I’ve been lurking these forums since I bought a license back in April. Apologies for a bit of a rant:
I hope it’s not too cynical - but I really do expect that one of these days we will hear that ST has been shuttered. I would not blame JPS - he doesn’t owe anyone who paid a thing other than what we agreed to in the license.
That said, I probably would not have paid $70 for ST2/ST3 license if I had been under the impression that focus was being shifted to a nebulous notion of ST4. And I was told that I would need to buy another license for that product…Worse (in my opinion) is that the once-vibrant plugin scene seems to have dried up over the course of 2014/2015.

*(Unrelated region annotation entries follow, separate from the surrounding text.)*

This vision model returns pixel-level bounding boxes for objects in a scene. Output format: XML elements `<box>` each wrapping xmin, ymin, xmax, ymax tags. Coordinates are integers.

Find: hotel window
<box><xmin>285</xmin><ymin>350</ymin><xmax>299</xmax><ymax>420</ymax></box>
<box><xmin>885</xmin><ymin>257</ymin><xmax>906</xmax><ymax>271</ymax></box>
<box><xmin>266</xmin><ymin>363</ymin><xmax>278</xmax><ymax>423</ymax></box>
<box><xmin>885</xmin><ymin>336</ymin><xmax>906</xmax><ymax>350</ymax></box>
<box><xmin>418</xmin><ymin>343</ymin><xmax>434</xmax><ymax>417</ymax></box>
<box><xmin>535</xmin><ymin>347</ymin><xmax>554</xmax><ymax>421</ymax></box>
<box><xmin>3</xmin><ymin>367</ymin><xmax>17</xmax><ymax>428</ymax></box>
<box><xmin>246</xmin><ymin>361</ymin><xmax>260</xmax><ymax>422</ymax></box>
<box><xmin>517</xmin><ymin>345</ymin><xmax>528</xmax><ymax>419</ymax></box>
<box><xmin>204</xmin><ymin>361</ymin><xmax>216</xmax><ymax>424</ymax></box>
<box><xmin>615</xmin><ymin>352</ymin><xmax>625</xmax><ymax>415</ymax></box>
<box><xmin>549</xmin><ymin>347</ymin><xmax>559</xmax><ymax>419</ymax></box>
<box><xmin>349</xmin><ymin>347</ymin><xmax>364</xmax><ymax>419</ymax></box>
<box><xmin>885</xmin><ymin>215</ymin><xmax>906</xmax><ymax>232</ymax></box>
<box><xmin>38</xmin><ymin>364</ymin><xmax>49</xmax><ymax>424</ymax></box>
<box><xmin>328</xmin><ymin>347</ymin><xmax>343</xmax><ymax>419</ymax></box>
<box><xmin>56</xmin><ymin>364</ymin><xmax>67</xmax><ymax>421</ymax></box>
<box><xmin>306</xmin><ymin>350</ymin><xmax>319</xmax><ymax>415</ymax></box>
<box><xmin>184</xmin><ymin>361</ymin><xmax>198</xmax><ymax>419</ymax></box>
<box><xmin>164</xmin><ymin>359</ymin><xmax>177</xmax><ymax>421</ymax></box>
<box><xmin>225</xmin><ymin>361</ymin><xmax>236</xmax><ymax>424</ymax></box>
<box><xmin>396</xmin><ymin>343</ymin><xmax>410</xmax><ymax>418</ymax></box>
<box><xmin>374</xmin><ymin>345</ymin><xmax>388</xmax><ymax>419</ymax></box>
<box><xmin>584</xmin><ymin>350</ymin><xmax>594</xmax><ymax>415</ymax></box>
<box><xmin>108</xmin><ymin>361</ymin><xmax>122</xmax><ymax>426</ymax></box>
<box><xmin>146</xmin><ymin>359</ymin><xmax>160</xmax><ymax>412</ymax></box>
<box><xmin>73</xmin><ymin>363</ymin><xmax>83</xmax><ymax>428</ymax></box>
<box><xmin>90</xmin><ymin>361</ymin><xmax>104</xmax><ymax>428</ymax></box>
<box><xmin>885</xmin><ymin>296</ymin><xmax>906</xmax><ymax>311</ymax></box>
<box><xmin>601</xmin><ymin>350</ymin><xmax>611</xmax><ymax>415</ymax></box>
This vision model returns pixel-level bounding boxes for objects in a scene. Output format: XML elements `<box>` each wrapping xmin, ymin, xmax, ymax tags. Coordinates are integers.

Sublime is working fine and is quite stable and quick. I cannot complain about that. However the community in the form of working packages and extensions was the reason I bought; a solid core that could be extended via Python. But isn’t that what the Vim gui clients are? With IntelliJ and VS Code and Webstorm and even Atom catching up to ST3 in performance, what is the benefit of sticking with it?
Like others, I pick these things by what works. And as a full-time engineer I must admit that even a cursory look I took at Atom this week has shown me through my improved productivity that it is a better editor than ST3.
It’s slightly slower, yes however far more extensible: I can preview markdown in the editor, eval non-REPL languages in a terminal pane, run Scala worksheets, see CI build status, see git/hg status, change hex colors with a picker, diff files, etc. Remote-pair programming was the easiest I have ever used and was intoxicating. Linking build errors directly to issue tickets on GitHub is very useful.
The community around Atom is friendly and growing, and almost any HTML/CSS/JS component can be easily integrated. That is awesome. It just keeps getting better, and it’s just plain not getting better for ST in my opinion.
So I’ve uninstalled Sublime, eaten the $70 as a business expense and moved on to using Vim, Atom and IntelliJ in different aspects of my tool kit.